Timm: Wäre es denn möglicherweise auch an der Zeit, sich von den kommunistischen Utopien ganz zu verabschieden, oder sollte man sie zumindest noch für sich innerlich weiterträumen?

Padura: Also das ist eine Frage, die man den Politikern stellen müsste. Ich bin ein kubanischer Bürger, der Bücher schreibt.

Timm: Aber ich dachte, das diskutiert man auf der kubanischen Straße.

Padura: Die Leute sprechen hauptsächlich über ihre tägliche Situation. Das Hauptproblem Kubas und vor allen Dingen der Leute, die auf Kuba leben, ist die Frage, wie kann ich meinen Lebensunterhalt sichern und wie kann ich mein Leben führen. Seltsamerweise wird sehr viel weniger über Politik gesprochen, als man annehmen könnte. Die Leute suchen nach Alternativen, um besser leben zu können, nachdem sie etwa 20 Jahre eine fürchterliche Krise erlebt haben, in der wir alle möglichen Erscheinungen von Mangel erlebt haben. Heutzutage, in dieser Zeit, in der heutigen Zeit also, sind die Leute auf der Suche danach, wie sie ihr Leben verbessern können. Es ist immer gefährlich zu generalisieren.

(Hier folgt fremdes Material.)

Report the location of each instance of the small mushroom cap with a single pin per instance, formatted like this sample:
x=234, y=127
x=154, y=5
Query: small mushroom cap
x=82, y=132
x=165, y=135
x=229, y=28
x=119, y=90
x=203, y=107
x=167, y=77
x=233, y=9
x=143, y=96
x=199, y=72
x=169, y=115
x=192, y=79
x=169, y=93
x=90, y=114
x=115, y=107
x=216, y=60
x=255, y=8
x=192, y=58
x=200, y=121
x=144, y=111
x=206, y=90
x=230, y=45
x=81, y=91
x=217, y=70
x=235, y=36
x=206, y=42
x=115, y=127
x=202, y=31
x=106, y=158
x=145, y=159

Timm: Dann machen wir es konkret: Wenn Sie heute in den Straßen von Havanna einen jungen Menschen treffen, einen sagen wir 16-jährigen Teenager, der seinen Weg sucht in diesem Land, worin unterscheidet der sich von Ihrer Generation?

Padura: Dieser 16-Jährige wird ganz bestimmt sich überlegen und daran denken, wie er sich einen iPod kaufen kann – obwohl er noch nicht mal ein normales Mobiltelefon hat, denkt er schon daran, sich einen iPod zu kaufen. Die Situation ist eben sehr unterschiedlich zu der Situation, die wir erlebt haben, meine Generation. Da trachteten wir danach, zwei Hosen zu haben – eine, um zur Schule zu gehen und die andere, um sie in unserer Freizeit anzuziehen. Das Bedauerlichste an dieser Situation, dass die am besten ausgebildeten, die intelligentesten jungen Kubaner zu einem beträchtlichen Prozentsatz – ich sage jetzt beträchtlich, um nicht wieder zu verallgemeinern –, diese Leute denken daran, Kuba zu verlassen. Die denken an individuelle Lösungen ihrer Probleme, und sie haben ganz und gar keinen politischen Ideen-Hintergrund.

Timm: Sie sagen immer so gerne, Sie haben keine Kristallkugel, um zu sehen, was aus Kuba werden wird, aber spinnen wir mal. Sie sind ja Schriftsteller, schauen wir mal in Gedanken in die nächsten fünf Jahre: Was überwiegt – Hoffnung oder Skepsis?

Padura: Ich habe einen Traum beziehungsweise einen ganz wichtigen Wunsch: dass jeder Kubaner von dem Lohn seiner Arbeit leben kann. Heutzutage verdient zum Beispiel kein Arzt so viel, dass er davon in Würde leben kann. Das wäre mein wichtigster Traum für die nahe Zukunft Kubas.

Timm: Der kubanische Schriftsteller Leonardo Padura, gestern traf ich ihn in einem Hotel in Berlin. Das Gespräch übersetzte Hans-Joachim Hartstein, und er übersetzte auch den neuesten Roman von Leonardo Padura, "Der Mann, der Hunde liebte", erschienen im Unionsverlag.